Friday, March 27, 2009

MnCUEW, HO!

A group of my colleagues and I submitted a panel proposal to the Minnesota Colleges and Universities English and Writing (MnCUEW) conference at the end of February. We were informed that all the panel positions were filled, but just a few days ago we received e-mails informing us of the time our panel was to present. Yikes! While I regret that I have little time to prepare—the conference is in one week—I am thankful that I already know my topic quite well due to this class and this blog. After all, the panel is called “The Multimodal Classroom: Old Lesson Plans in New Ways.”

I will be presenting about my incorporation of texting and Twitter in my composition classroom. There being five of us in the panel, I will only have about ten minutes; so the piece will be succinct and svelte. I haven’t finessed all the details yet, but most of them will come from my blogging and my classroom experiences with the lessons. Basically, I will briefly explain my justifications, my goals, the lesson itself, and then share some of the results.

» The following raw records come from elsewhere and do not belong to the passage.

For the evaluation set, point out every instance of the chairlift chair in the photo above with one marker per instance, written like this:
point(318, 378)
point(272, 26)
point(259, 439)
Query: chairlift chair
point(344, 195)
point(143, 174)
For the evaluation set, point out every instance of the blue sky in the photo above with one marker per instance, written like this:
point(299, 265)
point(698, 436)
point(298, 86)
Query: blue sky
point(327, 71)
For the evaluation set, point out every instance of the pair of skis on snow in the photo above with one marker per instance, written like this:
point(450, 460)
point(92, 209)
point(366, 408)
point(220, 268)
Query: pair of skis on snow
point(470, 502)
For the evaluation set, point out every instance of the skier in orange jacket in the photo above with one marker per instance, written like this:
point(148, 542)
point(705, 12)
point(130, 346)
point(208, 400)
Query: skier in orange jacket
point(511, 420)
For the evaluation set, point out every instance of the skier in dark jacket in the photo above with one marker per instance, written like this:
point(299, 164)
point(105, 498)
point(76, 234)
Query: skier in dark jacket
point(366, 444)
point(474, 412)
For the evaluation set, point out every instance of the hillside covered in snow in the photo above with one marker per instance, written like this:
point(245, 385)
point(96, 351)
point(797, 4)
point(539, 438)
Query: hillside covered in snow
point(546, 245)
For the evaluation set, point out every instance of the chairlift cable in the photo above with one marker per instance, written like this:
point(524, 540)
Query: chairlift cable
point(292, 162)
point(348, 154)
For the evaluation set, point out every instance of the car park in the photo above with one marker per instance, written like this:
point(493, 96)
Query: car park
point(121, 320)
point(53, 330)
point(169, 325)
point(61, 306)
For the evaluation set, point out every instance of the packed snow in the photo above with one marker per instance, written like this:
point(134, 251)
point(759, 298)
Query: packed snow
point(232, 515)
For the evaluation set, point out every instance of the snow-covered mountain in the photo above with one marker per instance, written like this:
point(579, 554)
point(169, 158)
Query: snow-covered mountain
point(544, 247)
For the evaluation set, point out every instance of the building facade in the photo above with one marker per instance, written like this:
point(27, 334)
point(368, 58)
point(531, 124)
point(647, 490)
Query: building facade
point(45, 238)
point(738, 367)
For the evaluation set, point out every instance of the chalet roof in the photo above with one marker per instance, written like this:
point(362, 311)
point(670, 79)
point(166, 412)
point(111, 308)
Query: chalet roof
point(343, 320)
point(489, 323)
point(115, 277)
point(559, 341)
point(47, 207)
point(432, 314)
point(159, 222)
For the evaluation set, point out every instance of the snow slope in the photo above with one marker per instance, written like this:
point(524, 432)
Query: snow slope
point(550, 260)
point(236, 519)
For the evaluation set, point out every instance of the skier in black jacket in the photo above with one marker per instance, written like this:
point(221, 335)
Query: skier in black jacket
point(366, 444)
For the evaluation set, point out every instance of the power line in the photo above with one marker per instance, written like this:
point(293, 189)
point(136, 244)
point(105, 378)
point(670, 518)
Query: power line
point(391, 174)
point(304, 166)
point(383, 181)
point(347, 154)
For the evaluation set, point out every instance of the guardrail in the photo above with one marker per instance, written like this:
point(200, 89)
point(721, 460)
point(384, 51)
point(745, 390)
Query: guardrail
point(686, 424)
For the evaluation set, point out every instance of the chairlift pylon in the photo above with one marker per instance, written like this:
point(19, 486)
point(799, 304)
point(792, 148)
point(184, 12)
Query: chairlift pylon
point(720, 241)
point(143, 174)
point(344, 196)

Having never presented at a conference, I have to say I am quite anxious. While I am relatively at ease speaking in front of a crowd, I do get antsy when it comes to big "to-do’s.” From my understanding, conference presentations can sometimes have only a handful—or less—audience members; but despite any unease on my part, I hope we get a good turnout: I’d love to make a grand entrance into the spotlight of discourse in my discipline.

On an unrelated note, today I found the perfect segue for my thesis paper. One of my favorite machinimator’s blogs held the key to linking machinima as a medium to machinima as a rhetorical tool. The journal length paper I wrote for Dr. Moberly’s rhetoric class last fall was heading towards that direction, but I hadn’t found a great way to show the art medium as rhetorical vehicle until this morning. Olibith—the machinimator whose blog I read, coincidentally also referenced in my paper—discussed in his blog how WoW game developers incorporated a character from one of his films into their game. Exciting!

This is exactly the evidence I was looking for to start analyzing machinima as a rhetorical interaction between players of the game and the game makers. It is proof, small as it may be, supporting the position that consumers are also producers (Baudrillard’s System of Objects).